Goulding Re: Political Art (Was Re: David Lynch)

Carrol Cox cbcox at ilstu.edu
Sat Mar 2 12:34:40 PST 2002


Justin Schwartz wrote:
>
> I'm reminded of the fourteeners in
> >Goulding's translation of the _Metamorphoses_ (which Pound called the
> >most beautiful book in English). They take time to get used to.
>
> Is that the translation you'drecommend? Is it still in print?
>

I haven't reread it in a long time, but my memory is that it started out seeming almost grotesque and then grew on one. One reason the fourteener as a form didn't last is that the line tends to break into the ballad scheme of alternating four and three beat lines. So the reader has to cooperate in preventing it from jingling. I have it in a limited edition published by Southern Illinois Univ. Press under the title of _Shakespeare's Ovid_, and if it is still in print it would probably be under that title. Goulding was a Puritan, and again if my vague memory is accurate, you can find that in his translation but it doesn't overbear it. Here it is on the fate of Chiron's daugher, Ocyroe:

. . . .This same fayre yong Nymph could not contented be To learn the craft of Surgerie as perfect as her Sire, But that to learne the secret doomes of Fate she must aspire. .......................................................... A sore deepe sigh, and downe hir cheekes the teares did trickle wet. Mine owne misfortune (quoth she) now hath overtake me sure. I cannot utter any more, for wordes waxe out of ure. My cunning was not worth so muche as that it should procure The wrath of God. I feele by proufe far better had it beene: If that the chaunce of things to come I never had foreseene.

(II, 801-03; 821-26) That line break to "The wrath of God" and a full stop is pretty effective.

I've read Ovid mostly in Rolfe Humphries translation, and taught it years ago in Horace Gregory's translation. I never came close to knowing enough Latin to judge any of them as translations. Pound certainly disliked a lot of good things, but the things he liked were almost always good it seemed to me.

And the thread on Bhaskar started me browsing in the Cantos again, and the following lines from Canto VII must be among the most wonderful compliments ever paid by one writer to another (they refer to Henry James):

And the great domed head, _con gli occhi onesti e tardi_ Moves before me, phantom with weighted motion, _Grave incessu_, drinking the tone of things, And the old voice lifts itself

weaving an endless sentence. ***

Henry James, first as Sordello in Purgatory, then as Penelope putting off the suitors! And I guess he is Virgil also ("Moves before me").

I ramble.

Incidentally -- there's nothing wrong with being a formalist or an aesthete, unless one is nothing but a formalist and an aesthete. Who condemns city parks or decent carpet design?

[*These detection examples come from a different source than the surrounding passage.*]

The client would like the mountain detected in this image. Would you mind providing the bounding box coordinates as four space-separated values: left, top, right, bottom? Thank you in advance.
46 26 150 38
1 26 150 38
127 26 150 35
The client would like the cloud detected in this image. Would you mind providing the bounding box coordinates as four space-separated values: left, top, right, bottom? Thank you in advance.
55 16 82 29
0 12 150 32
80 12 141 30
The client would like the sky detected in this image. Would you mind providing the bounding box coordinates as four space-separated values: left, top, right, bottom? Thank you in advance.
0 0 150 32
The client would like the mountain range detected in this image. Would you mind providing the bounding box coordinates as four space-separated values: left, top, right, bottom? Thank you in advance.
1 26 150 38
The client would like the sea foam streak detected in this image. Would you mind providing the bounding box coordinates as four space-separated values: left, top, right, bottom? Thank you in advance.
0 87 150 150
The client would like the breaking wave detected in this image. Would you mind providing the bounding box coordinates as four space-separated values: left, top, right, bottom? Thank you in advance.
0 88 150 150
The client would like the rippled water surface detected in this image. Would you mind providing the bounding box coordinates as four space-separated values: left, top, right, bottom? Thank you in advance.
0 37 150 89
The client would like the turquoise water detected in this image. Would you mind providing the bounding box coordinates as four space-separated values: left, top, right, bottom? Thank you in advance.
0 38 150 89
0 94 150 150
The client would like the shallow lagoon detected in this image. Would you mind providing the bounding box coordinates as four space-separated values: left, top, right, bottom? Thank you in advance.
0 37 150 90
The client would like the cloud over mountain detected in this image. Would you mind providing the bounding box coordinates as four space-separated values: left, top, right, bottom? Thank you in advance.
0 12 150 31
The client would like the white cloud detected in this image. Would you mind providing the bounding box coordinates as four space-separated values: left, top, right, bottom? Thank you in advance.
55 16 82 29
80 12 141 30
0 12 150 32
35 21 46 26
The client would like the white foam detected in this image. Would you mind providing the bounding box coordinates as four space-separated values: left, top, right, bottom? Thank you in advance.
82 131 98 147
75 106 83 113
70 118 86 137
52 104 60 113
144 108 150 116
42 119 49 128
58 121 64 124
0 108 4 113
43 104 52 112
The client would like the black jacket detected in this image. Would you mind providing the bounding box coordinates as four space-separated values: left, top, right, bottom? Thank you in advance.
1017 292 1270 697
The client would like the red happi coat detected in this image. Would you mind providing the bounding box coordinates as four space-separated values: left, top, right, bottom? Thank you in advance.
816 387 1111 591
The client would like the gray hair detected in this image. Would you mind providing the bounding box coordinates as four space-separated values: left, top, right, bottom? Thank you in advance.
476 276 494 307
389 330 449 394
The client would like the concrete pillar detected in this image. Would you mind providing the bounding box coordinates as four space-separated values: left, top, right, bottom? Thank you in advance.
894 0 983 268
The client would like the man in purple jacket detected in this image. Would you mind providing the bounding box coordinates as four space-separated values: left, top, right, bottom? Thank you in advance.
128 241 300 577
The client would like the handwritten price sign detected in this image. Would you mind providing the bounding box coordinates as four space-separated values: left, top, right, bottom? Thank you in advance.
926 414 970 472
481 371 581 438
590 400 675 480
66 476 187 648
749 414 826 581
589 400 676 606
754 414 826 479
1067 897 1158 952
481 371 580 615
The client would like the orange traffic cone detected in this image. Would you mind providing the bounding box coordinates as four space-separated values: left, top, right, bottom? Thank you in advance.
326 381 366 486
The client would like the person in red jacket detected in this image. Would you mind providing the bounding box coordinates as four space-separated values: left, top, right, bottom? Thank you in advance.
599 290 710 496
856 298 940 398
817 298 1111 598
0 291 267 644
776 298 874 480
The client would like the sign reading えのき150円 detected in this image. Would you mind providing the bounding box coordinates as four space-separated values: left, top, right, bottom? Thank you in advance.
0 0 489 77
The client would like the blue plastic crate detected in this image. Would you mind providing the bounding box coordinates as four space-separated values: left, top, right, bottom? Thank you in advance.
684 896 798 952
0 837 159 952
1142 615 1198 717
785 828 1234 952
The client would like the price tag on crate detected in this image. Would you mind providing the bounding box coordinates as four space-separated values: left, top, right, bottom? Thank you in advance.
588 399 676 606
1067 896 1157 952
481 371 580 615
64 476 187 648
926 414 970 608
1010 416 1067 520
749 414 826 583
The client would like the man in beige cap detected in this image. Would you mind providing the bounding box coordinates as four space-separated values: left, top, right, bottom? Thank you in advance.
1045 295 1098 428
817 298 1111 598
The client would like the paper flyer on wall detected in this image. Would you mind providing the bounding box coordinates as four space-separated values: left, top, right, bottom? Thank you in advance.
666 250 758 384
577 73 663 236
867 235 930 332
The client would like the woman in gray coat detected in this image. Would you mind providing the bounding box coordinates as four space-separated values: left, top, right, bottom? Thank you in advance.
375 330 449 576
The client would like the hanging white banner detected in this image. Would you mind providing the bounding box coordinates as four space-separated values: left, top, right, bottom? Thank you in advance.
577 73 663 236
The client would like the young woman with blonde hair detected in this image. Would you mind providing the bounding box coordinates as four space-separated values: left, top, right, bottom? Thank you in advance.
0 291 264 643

And on art (skill, craft), I spent quite a bit of time re-formatting those posts from Bhaskar I forwarded, to make reading of them reasonbly pleasant, without all sorts of broken lines and endless walls of pointed brackets. Back in the '60s and '70s with only crude technology (IBM Selectric and a rebuilt mimeo machine) we still tried to make our leaflets as decent looking as possible. A little more attention to formalities and aesthetics in that sense on e-mail would seem to me to be good politics. If something is worth posting to the list it out to be worth giving reasonable care to its physical appearance. (I'm _not_ thinking of your typos but of the text people send with quote within quote and broken lines, etc etc. with not atttempt to clean the text up to make it readable.)